Localization and mapping in dynamic underwater environments
Autonomous localization and environment mapping are considered key capabilities to achieve truly autonomous robotic systems. Localization is the process of estimating the robot’s global position and orientation, while mapping consists on building an accurate internal representation of the environment. Both tasks are associated with perception through onboard carried sensors. So, information about the environment usually comes from noisy measurements taken in a noisy, dynamic and unstructured environment. Sensor capabilities are also environmental dependent, take the example of underwater SONAR, that evidently it is not suitable for in land operation. Another example is the GNSS, that provides handy global references in open skies, but suffers from deteriorated performance inside canyons, becoming unreachable indoors. For those facts, no general solution, for localization or mapping, is known to work universally in every scenario.
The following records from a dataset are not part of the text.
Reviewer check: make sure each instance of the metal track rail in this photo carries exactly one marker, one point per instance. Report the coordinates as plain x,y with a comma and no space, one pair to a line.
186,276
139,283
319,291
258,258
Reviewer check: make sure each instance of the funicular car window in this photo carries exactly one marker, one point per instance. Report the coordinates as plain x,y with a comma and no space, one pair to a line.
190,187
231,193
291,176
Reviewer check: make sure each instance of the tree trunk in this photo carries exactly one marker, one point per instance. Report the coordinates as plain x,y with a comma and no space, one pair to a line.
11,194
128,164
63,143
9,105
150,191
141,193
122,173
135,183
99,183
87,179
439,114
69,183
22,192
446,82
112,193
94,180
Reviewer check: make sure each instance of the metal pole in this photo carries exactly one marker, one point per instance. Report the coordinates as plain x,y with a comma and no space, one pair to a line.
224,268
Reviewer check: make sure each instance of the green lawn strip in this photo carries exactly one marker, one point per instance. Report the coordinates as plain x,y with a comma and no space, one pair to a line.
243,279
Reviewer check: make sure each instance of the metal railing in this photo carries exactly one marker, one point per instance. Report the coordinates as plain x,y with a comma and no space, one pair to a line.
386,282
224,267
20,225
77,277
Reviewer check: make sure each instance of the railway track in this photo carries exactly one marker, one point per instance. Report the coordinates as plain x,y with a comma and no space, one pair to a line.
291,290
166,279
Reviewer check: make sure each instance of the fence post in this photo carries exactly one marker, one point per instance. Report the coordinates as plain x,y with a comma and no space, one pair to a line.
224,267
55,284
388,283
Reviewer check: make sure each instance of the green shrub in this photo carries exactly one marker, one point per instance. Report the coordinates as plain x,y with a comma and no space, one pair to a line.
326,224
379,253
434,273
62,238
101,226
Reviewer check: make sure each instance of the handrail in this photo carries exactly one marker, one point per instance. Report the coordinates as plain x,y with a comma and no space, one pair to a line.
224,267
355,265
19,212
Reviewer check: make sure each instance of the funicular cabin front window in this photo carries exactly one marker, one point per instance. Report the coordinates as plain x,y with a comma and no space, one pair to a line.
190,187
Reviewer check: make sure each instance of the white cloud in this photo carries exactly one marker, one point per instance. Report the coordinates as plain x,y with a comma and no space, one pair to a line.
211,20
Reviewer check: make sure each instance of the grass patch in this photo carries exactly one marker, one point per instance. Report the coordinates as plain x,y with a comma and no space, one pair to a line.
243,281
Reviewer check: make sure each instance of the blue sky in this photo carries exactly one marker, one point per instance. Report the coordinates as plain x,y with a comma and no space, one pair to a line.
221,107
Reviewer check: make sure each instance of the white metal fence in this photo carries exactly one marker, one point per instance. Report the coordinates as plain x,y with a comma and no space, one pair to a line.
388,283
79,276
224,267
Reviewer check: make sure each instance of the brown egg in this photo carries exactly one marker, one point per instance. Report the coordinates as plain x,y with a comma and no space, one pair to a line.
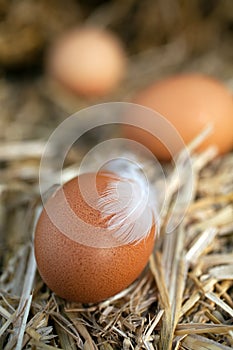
85,272
190,102
89,61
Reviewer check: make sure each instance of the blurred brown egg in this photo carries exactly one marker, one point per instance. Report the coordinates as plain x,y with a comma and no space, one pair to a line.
75,264
190,102
89,61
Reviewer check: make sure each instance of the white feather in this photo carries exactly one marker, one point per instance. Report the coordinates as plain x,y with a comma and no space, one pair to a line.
129,203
Usually, a single sensor does not provide enough information to properly estimate localization or mapping. Hence, long-term reliable operation, with high sampling rate, results from the combination of complementary information given by different sensors. Moreover, robot perception is affected by uncertainty, therefore, instead of computing a single solution, probability distributions are used instead to represent the intrinsic uncertainty of robot’s localization and mapping states.
Underwater environments encompass extra challenges that derive from the particular properties of the aquatic medium. Due to the reduced visibility underwater, the effectiveness of optical sensing devices is limited no near range operations. Moreover, in the middle of the water column, no consistent visual clues are expected, therefore visual based techniques are useless.